Selbst einen X3 450 gehabt, für den Preis damals top. Der 4. Kern lief leider nicht stabil, aber als 3-Kerner schnell genug. Und dazu ein Board mit 5x SATA3, Klasse

Danach aber zu Intel gewechselt und lange Zeit dort geblieben
 
Die 3 Kerner waren doch wohl bloß bei der Produktion verunglückte Mehrkern-CPUs. So ne Art Resteverwertung, eine Entsorgung via notleidende kapitalschwache Kunden. - Oder so. 😁

War eine wilde Zeit damals, ich hatte mir dann im 3. Quartal 2011 einen AMD Phenom II X4 960T geholt, auch weil ich ausprobieren wollte, ob ich tatsächlich 2 weitere Kerne würde freischalten können. Ich konnte und hatte so eine CPU, die sich als AMD Phenom II X6 1605T verstand. Die lief mit etwas reduziertem Takt sogar stabil. Habe zuerst meine HD 6850, etwas später eine HD 7870 von Sapphire dazu gepackt, sowie 2 x 4 GB RAM. Lief mit Windows 7 Prof. 64 wie Schmitz Katze.

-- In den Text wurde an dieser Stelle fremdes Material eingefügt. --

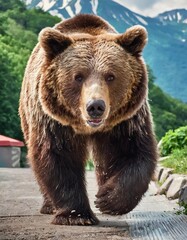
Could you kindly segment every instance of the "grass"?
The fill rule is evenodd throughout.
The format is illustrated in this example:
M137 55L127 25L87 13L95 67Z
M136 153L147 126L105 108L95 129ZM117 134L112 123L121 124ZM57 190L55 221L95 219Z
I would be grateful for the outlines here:
M161 164L164 167L173 168L174 173L187 174L187 146L174 150Z

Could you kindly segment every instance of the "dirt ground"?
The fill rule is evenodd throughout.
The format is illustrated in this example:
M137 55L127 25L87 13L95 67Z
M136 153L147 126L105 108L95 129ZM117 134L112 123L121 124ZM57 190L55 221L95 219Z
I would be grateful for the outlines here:
M30 169L0 169L0 240L185 240L187 216L176 215L176 202L155 195L154 183L141 203L129 214L112 217L94 206L97 185L93 172L87 173L88 195L100 220L97 226L52 225L51 215L39 209L41 194Z

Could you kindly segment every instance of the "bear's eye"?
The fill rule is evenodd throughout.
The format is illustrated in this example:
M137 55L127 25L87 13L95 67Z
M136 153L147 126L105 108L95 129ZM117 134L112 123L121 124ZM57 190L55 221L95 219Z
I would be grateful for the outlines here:
M84 80L84 76L81 73L79 73L79 74L75 75L74 79L77 82L82 82Z
M115 76L114 76L114 74L112 74L112 73L107 74L107 75L105 76L105 81L106 81L106 82L112 82L112 81L114 81L114 79L115 79Z

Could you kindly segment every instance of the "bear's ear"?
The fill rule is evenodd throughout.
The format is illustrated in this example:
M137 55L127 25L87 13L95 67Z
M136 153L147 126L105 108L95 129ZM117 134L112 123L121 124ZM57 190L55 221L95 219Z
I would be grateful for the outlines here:
M39 42L47 57L54 58L63 52L73 40L53 28L44 28L39 34Z
M147 43L147 31L140 25L133 26L117 39L118 44L133 55L139 55Z

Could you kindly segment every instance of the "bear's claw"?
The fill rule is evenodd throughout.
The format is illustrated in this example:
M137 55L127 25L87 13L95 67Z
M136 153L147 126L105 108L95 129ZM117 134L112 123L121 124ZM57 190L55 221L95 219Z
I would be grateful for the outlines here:
M56 225L80 225L80 226L89 226L89 225L97 225L99 220L93 213L87 214L63 214L62 212L55 215L52 224Z
M55 208L52 205L43 205L40 209L42 214L54 214Z

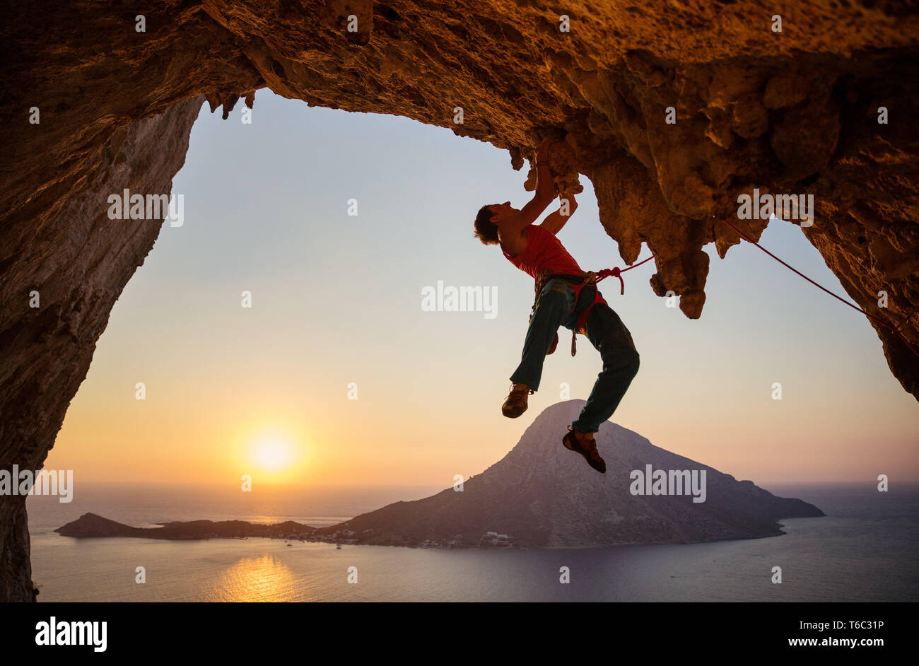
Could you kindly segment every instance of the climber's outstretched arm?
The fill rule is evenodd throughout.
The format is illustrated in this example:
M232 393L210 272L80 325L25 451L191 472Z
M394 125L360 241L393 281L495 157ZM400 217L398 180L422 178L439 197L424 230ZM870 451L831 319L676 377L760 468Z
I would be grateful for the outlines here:
M496 215L492 221L498 225L498 231L503 237L519 234L524 229L535 222L549 204L555 198L555 183L549 168L549 147L550 139L547 139L536 151L536 191L533 198L519 211L511 215Z
M555 212L550 213L546 216L546 219L542 220L542 224L539 226L545 229L547 231L551 231L552 233L558 233L562 231L562 228L565 226L565 222L568 221L568 218L574 214L577 210L577 201L574 200L574 195L573 194L560 194L559 201L562 205L559 206L559 209ZM567 210L565 210L567 201Z

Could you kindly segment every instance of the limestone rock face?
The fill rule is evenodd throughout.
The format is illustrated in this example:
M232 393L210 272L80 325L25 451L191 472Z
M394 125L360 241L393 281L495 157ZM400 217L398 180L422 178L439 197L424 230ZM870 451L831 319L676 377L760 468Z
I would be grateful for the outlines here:
M108 220L106 197L128 186L168 193L197 100L226 118L262 87L449 128L506 149L516 169L558 139L560 191L589 178L622 259L647 243L654 293L678 294L692 318L717 270L701 248L714 242L723 256L739 243L720 220L754 238L767 224L738 220L738 196L812 194L806 237L855 302L919 344L917 36L919 8L885 0L10 6L0 27L0 468L41 464L112 303L155 240L156 220ZM482 203L470 202L471 223ZM872 325L919 396L919 357ZM24 524L21 502L0 498L0 600L30 598L28 571L6 564L28 552L7 529L17 516Z

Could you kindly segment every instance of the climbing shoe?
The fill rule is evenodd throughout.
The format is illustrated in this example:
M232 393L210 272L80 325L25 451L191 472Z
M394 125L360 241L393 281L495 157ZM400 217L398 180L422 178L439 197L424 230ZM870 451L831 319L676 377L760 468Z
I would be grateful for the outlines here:
M582 433L573 425L569 425L568 431L568 435L562 440L564 447L570 451L581 454L588 465L601 474L606 474L607 462L600 457L600 454L596 450L596 441L594 439L594 434Z
M501 413L509 419L516 419L527 411L527 397L532 392L526 384L514 384L507 400L501 405Z

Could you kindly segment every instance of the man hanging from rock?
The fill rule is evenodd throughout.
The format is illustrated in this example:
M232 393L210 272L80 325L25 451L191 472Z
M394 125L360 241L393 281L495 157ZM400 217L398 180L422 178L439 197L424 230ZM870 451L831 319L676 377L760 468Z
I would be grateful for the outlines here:
M581 270L577 262L555 237L577 203L572 194L561 194L562 205L541 224L537 218L555 198L555 184L549 168L552 142L543 141L536 152L537 185L532 200L517 210L510 201L483 206L475 219L475 235L486 245L500 245L517 268L536 280L536 302L523 345L520 365L511 375L510 395L501 408L505 416L516 418L527 411L528 396L539 388L542 364L558 344L559 326L573 335L587 336L600 352L603 370L581 411L568 426L562 445L575 451L599 472L607 463L596 450L594 434L616 411L639 367L639 355L631 334L607 304L594 282L596 276Z

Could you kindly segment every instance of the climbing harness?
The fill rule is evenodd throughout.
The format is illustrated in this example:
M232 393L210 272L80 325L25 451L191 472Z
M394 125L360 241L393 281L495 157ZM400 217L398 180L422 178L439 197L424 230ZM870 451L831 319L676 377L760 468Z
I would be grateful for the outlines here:
M721 221L724 222L725 224L727 224L732 229L733 229L735 231L737 231L737 233L740 234L741 238L743 238L744 241L746 241L747 243L753 243L754 245L755 245L756 247L758 247L760 250L762 250L763 252L765 252L766 254L768 254L769 256L771 256L773 259L775 259L776 261L777 261L779 264L781 264L782 265L784 265L786 268L788 268L788 269L789 269L789 270L794 271L795 273L797 273L799 276L800 276L801 277L803 277L805 280L807 280L808 282L810 282L811 285L813 285L814 287L816 287L818 289L823 289L823 291L825 291L826 293L828 293L830 296L832 296L836 300L838 300L838 301L840 301L842 303L845 303L845 305L849 306L853 310L858 310L859 312L861 312L862 314L864 314L866 317L868 317L868 319L870 319L872 322L877 322L879 324L880 324L884 328L889 329L891 332L893 332L893 333L903 342L903 344L905 344L909 348L909 350L911 352L913 352L917 356L919 356L919 351L917 351L916 348L914 346L913 346L913 344L911 344L910 342L905 337L903 337L902 333L900 333L900 326L902 326L904 323L906 323L906 322L909 322L909 317L907 317L906 320L902 323L900 324L900 326L897 326L896 328L894 328L891 324L887 323L887 322L884 322L883 320L879 319L878 317L875 317L870 312L866 312L864 310L862 310L861 308L859 308L857 305L850 303L845 299L843 299L842 297L837 296L836 294L834 294L832 291L830 291L829 289L827 289L825 287L821 287L816 282L814 282L810 277L808 277L806 275L804 275L803 273L801 273L800 270L798 270L794 266L789 265L784 261L782 261L781 259L779 259L777 256L776 256L775 254L773 254L771 252L769 252L768 250L766 250L765 247L763 247L762 245L760 245L758 243L756 243L755 241L754 241L752 238L750 238L749 236L747 236L745 233L743 233L743 231L742 231L741 230L739 230L737 227L735 227L733 224L732 224L731 222L729 222L727 220L721 220ZM915 309L913 308L913 311L914 310L915 310ZM913 315L911 313L910 317L912 317L912 316Z
M642 264L651 261L654 256L649 256L647 259L642 259L638 264L632 264L630 266L626 268L619 268L618 266L615 268L604 268L603 270L594 273L593 271L588 272L584 278L584 282L579 285L572 285L572 288L574 290L574 308L577 308L578 299L581 296L581 289L584 287L594 288L594 299L590 302L584 311L578 315L577 322L574 325L574 329L572 331L572 356L573 356L577 354L577 334L582 335L587 334L587 315L590 313L591 309L597 303L606 303L606 299L600 295L600 290L596 288L596 283L600 280L605 280L607 277L618 277L619 280L619 293L624 295L626 293L626 283L622 279L622 274L626 271L630 271L632 268L637 268ZM536 277L536 283L534 284L534 289L536 290L536 299L533 300L533 308L529 312L529 319L533 321L533 315L536 313L536 304L539 300L539 294L542 293L543 288L545 288L546 283L549 282L553 277L554 274L551 270L541 271ZM551 346L550 346L549 351L546 352L547 355L552 354L555 348L559 344L559 334L555 333L555 339L552 341Z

Seltsame Zeit damals. Man war doch ständig am Herumschrauben. 😉

Ein Intel-System lief parallel... Jedenfalls bis die Haswell erschienen. Danach hatte ich 2 Haswell-Systeme und der AMD wurde in der Familie weitergereicht. Oder hat ihn ein Freund bekommen? War eine wilde Zeit!